Early American center hole inkwell; the style is referred to as a “Pitkin” style inkwell. These pattern molded inkwells are attributed to Connecticut glassworks and date from approx. 1780-1830. The following description is from an identical pattern & colour inkwell listed online – “BLOWN-MOLDED GIII-29 INKWELL, dark olive green, plain base with rough pontil mark. Attributed to Keene, NH. The McKearins – American Glass, p. 256, pl. 94.”
Pattern molding was a process of forming a basic design pattern (typically ribs) on an expanding gob of glass via a dip mold with an engraved design. “Pitkin” style inkwells were made by a number of regional glasshouses like Pitkin Glassworks, Coventry Glassworks, and Keene.

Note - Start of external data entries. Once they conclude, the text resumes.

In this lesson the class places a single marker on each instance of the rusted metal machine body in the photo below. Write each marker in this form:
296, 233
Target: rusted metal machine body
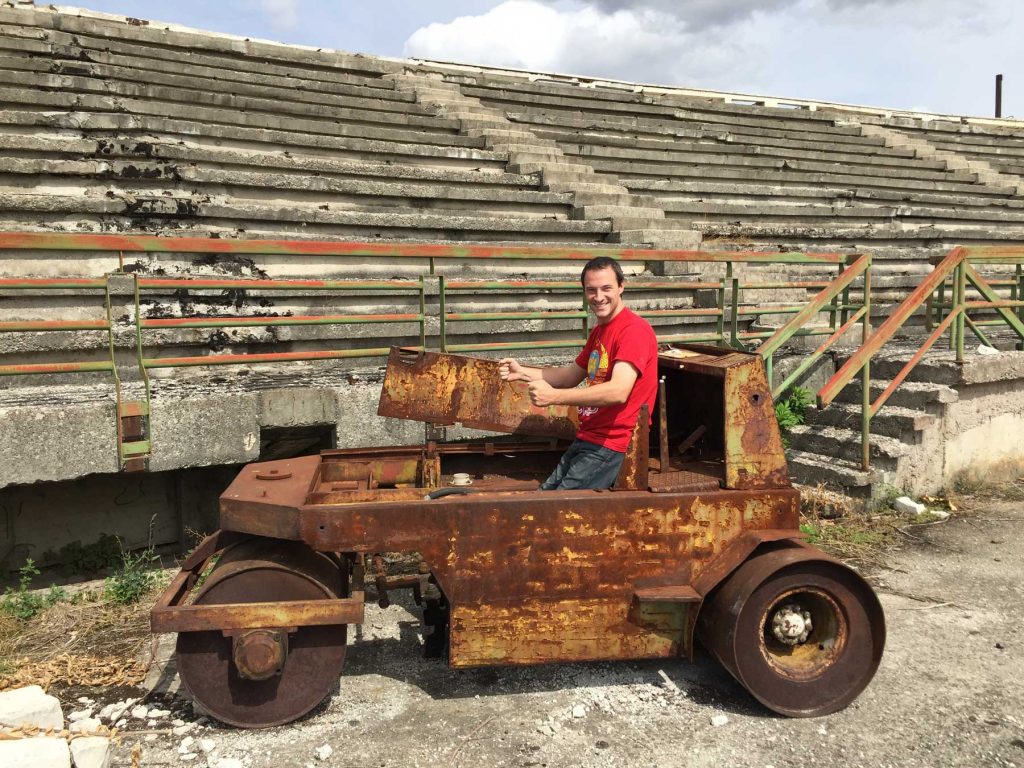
697, 540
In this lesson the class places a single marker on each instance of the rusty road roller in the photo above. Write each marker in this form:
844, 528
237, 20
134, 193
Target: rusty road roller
697, 543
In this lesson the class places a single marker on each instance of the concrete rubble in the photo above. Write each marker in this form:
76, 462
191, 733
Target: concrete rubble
34, 724
30, 706
123, 126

This ink was blown in a three-piece leaf mold, has a blow-pipe pontil scar on the base, is 4cm tall and 5.7cm in diameter, and has a flattened “disk” type finish surrounding the central bore that was formed with simple glassmaker tools. The body design is referred to as a “geometric” pattern which was a molded take-off or loose imitation of English or Irish cut glassware of the period.
Excellent condition with no chips or cracks. Small “leak” of glass at the mold seam (not damage, just a minor flaw in production). The colour is the rarer green hue. Base shows some minor rubbing from 200 years of sitting on desks/shelves.